US 12,314,258 B2
Runtime join pruning to improve join performance for tables
Dimitrios Tsirogiannis, Belmont, CA (US); and Zhaohui Zhang, Redwood City, CA (US)
Assigned to Snowflake Inc., Bozeman, MT (US)
Filed by Snowflake Inc., Bozeman, MT (US)
Filed on Apr. 29, 2024, as Appl. No. 18/649,509.
Application 18/649,509 is a continuation of application No. 18/358,402, filed on Jul. 25, 2023, granted, now 11,995,080.

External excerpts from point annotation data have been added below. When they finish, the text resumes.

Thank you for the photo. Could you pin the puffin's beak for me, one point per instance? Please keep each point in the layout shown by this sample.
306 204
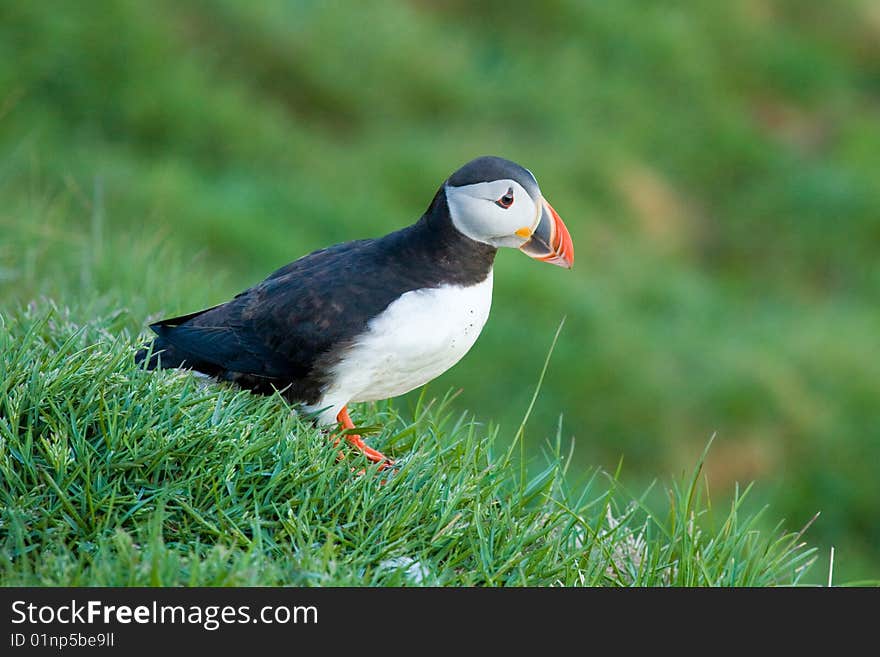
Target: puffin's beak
550 240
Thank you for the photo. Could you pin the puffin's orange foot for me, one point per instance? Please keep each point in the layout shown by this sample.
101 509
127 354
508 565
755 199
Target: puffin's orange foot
373 455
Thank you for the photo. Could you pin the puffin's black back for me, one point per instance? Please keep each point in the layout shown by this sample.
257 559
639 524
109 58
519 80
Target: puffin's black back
285 332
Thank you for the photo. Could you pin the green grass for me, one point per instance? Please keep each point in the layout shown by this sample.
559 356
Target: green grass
716 163
112 475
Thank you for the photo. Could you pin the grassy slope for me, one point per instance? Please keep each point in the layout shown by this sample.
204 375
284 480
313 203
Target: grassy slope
717 167
114 476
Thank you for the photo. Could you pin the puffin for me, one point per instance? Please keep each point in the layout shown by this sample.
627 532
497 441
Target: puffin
374 318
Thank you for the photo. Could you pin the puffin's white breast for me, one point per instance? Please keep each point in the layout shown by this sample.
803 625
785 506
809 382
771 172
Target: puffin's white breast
414 340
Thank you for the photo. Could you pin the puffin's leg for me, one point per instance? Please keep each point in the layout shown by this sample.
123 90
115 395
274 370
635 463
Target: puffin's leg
372 454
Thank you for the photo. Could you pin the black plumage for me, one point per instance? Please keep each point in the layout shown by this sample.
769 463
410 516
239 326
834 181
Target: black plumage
286 332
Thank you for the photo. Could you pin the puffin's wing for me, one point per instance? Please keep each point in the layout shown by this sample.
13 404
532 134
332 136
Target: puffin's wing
279 328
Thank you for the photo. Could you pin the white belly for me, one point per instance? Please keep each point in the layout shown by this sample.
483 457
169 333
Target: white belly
417 338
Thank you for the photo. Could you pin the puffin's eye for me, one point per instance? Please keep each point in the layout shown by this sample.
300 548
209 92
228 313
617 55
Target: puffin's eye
507 200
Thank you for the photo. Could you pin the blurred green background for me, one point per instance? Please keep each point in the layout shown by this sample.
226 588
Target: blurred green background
717 163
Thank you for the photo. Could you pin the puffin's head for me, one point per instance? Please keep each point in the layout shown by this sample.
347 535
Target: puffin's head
498 202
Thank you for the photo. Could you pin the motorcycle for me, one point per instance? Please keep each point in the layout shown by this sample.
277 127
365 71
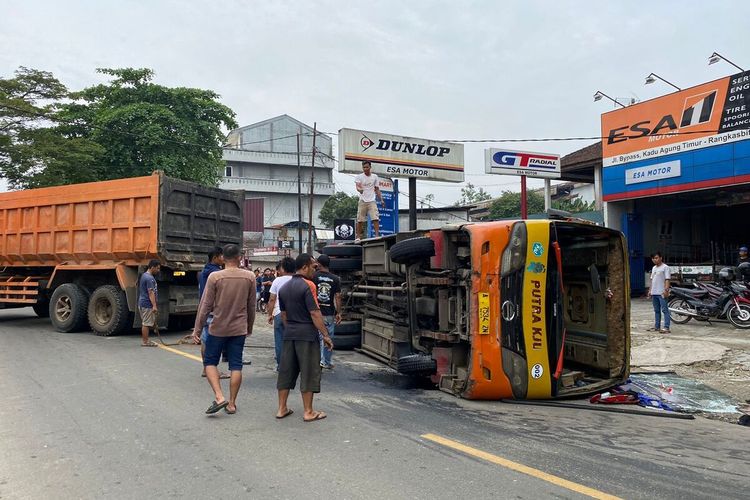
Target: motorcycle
706 304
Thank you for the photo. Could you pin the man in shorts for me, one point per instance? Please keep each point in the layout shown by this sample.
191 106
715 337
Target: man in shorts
148 302
303 324
285 269
368 187
229 297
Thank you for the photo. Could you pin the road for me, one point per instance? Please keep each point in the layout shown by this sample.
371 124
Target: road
92 417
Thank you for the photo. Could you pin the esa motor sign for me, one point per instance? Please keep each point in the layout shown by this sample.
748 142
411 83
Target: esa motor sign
400 156
696 138
507 162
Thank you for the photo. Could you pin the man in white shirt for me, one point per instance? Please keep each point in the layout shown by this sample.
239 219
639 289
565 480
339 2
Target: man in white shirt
368 187
285 270
659 291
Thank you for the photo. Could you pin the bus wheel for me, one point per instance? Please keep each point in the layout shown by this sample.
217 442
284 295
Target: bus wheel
108 311
67 308
412 250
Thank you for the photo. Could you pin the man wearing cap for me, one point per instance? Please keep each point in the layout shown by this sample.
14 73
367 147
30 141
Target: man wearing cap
743 256
368 186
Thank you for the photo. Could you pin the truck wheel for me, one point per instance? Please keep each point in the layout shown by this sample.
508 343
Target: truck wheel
412 250
67 308
346 264
108 311
41 308
343 250
417 364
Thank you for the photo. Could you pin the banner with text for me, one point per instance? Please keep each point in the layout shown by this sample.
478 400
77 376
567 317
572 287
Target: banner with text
399 156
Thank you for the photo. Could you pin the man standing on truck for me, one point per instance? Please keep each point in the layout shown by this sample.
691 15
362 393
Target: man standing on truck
148 302
229 297
368 186
285 269
659 291
300 354
329 300
215 261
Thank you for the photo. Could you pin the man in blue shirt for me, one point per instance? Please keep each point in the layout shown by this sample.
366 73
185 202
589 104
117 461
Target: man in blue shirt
215 263
148 301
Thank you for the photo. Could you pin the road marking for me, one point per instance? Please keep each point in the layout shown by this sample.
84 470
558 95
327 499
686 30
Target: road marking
177 351
523 469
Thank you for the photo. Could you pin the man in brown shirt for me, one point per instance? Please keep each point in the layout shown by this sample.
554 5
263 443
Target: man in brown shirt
230 297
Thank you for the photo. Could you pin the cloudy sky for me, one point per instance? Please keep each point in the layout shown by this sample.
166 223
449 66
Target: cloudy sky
450 70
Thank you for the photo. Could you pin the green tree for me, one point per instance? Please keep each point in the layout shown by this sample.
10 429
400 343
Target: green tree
508 205
338 206
34 150
143 126
471 194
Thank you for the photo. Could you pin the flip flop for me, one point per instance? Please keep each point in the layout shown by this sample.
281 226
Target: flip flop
288 412
216 407
319 415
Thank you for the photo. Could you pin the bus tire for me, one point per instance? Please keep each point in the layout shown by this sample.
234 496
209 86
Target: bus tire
412 250
68 307
343 250
108 312
417 364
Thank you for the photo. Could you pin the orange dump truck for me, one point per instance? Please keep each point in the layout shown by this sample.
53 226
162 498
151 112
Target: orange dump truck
75 253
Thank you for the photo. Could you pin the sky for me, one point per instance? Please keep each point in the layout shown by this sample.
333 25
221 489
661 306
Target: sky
443 70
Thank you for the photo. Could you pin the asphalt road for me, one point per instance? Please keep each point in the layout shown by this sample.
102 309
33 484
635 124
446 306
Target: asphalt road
90 417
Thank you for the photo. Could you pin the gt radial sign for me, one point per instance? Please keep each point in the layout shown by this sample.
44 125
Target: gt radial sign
399 156
507 162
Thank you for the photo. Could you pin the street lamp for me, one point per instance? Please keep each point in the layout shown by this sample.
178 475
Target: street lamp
598 97
653 77
716 57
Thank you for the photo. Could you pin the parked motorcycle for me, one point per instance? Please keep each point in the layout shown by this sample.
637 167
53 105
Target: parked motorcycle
728 305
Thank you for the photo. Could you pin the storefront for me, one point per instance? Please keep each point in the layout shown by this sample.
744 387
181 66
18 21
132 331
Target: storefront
676 174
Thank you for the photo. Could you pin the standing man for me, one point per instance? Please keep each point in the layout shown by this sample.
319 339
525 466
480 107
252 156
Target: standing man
368 186
300 354
229 297
329 300
285 270
215 262
659 291
148 304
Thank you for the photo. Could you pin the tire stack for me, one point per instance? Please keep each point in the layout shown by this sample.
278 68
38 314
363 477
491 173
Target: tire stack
346 260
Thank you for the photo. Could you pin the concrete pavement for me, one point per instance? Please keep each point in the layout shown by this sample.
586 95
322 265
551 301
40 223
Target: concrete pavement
86 416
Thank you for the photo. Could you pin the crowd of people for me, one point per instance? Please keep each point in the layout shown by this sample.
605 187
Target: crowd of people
303 300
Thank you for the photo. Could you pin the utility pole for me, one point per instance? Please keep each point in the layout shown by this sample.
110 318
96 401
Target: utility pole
312 183
299 196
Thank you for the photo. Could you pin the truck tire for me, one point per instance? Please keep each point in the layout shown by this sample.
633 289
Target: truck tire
412 250
417 364
41 308
346 264
343 250
108 311
68 307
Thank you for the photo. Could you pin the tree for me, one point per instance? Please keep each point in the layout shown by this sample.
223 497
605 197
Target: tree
125 128
470 194
143 126
338 206
34 150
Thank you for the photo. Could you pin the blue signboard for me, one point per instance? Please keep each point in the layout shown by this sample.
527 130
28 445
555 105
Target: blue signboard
389 213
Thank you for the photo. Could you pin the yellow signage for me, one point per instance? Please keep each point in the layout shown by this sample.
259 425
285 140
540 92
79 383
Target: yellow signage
534 309
484 314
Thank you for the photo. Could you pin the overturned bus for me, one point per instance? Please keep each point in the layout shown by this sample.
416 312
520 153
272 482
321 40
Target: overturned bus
531 309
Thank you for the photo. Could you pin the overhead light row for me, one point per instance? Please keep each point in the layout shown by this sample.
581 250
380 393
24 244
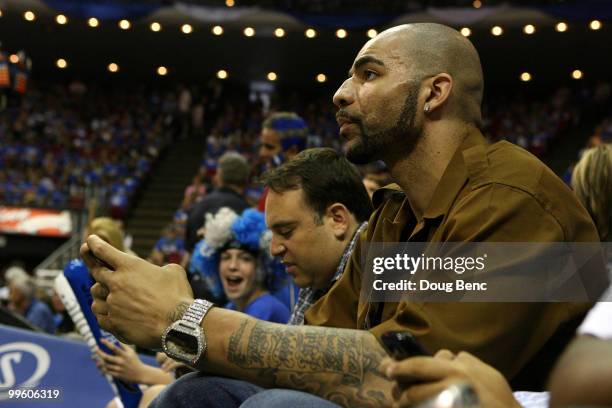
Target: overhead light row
155 26
530 29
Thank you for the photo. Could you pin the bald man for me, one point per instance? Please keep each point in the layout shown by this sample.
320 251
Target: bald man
413 100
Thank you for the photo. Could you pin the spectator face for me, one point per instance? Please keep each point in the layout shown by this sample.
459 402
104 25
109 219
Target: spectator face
237 269
269 144
306 242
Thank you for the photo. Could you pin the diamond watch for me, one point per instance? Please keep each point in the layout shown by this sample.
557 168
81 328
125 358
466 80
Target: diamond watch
184 339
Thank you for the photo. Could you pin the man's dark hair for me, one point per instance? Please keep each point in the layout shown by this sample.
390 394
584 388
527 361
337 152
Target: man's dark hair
326 177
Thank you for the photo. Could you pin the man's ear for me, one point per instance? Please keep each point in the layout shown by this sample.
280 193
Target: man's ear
339 218
439 88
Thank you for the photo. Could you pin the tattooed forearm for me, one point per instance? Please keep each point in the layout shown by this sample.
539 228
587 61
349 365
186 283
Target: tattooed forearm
177 312
333 363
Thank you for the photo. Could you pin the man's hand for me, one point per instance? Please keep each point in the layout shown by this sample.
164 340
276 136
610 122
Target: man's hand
134 300
420 378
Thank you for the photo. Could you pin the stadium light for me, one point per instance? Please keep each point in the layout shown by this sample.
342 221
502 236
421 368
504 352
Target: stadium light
526 77
497 31
595 25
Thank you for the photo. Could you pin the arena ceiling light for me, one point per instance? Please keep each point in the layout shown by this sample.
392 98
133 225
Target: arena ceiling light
595 25
526 77
310 33
577 74
497 31
29 15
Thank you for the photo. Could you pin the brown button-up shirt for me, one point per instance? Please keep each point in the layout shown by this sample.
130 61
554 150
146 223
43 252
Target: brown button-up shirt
494 193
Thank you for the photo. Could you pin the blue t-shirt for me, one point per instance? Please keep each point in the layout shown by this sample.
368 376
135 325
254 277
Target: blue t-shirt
40 315
266 307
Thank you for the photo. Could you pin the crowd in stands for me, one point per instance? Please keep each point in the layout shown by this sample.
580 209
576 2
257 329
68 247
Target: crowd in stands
60 143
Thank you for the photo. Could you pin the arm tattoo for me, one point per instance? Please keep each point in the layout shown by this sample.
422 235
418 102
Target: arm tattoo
177 312
332 363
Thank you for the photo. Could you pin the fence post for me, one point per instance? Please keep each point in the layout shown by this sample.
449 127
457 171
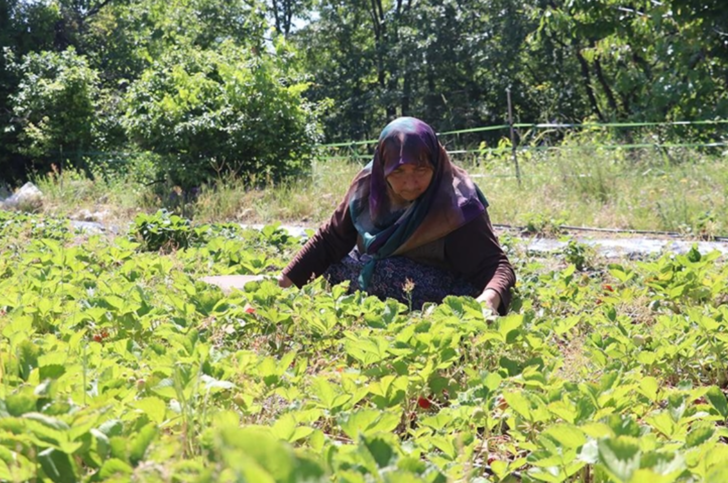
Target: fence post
513 136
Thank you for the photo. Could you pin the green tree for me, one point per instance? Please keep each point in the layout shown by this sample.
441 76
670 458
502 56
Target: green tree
56 108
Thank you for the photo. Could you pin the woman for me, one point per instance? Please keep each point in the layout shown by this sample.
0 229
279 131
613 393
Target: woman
418 225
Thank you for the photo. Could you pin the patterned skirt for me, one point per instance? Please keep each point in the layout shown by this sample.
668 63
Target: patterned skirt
394 277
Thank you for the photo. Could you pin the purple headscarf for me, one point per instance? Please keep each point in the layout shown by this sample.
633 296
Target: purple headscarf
450 201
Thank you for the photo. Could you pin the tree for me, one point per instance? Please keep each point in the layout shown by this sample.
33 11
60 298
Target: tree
218 112
56 107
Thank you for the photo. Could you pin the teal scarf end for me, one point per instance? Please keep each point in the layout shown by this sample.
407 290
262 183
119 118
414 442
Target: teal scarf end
366 273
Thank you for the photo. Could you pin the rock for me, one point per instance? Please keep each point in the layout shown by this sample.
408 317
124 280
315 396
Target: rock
28 198
86 215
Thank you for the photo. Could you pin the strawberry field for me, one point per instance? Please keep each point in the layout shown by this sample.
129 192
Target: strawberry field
118 364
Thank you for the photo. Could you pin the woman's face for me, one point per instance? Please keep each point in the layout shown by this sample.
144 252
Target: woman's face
410 181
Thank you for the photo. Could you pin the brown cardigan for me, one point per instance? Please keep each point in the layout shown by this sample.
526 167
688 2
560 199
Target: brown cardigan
471 251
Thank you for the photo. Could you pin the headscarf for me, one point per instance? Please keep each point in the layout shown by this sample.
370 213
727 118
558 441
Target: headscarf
386 228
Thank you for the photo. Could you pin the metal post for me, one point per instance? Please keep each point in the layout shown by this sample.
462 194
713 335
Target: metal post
513 137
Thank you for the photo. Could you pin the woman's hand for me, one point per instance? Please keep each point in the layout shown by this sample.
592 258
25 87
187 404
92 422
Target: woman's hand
491 298
284 281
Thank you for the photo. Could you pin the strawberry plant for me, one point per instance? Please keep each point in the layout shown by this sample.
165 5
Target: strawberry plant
119 364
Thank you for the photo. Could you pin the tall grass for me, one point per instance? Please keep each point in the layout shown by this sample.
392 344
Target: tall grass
684 191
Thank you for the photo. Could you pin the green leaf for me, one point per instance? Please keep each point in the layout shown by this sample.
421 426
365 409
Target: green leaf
381 450
369 421
519 403
21 402
567 435
27 358
699 435
153 407
51 371
649 387
114 467
718 400
57 466
621 456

Prior Publication US 2025/0036620 A1, Jan. 30, 2025
Int. Cl. G06F 16/2453 (2019.01)
CPC G06F 16/24537 (2019.01) [G06F 16/24542 (2019.01); G06F 16/24549 (2019.01)] 20 Claims
OG exemplary drawing
 
1. A network-based database system comprising:
at least one hardware processor; and
a memory storing instructions that cause the at least one hardware processor to perform operations comprising:
generating, during a compaction process of a particular table, a set of expression properties for a set of columns of the particular table, the set of expression properties include metadata related to the set of columns of the particular table;
performing, after generating the set of expression properties, an insert operation of a set of values into the particular table;
generating a query plan based on a query, the query plan comprising a first set of nodes and a second set of nodes, the first set of nodes comprising a build side of a hash join, and the second set of nodes comprises a probe side of the hash join, the second set of nodes including a first node corresponding to a key value table scan operation, and a second node corresponding to a bloom filter operation;
executing, by an execution node using the generated query plan, the query, the executing comprising:
performing, during execution of the query by the execution node, a runtime range pruning process, the runtime range pruning process comprising:
determining a set of range sets for pruning, each range set including a set of columns from a first table, the set of columns being removed from undergoing a read operation as part of executing the query;
determining, based on a range bloom vector, a set of rows in a particular range set of the first table to avoid scanning in connection with the read operation; and
performing the read operation based a remaining set of rows from the particular range set of the first table.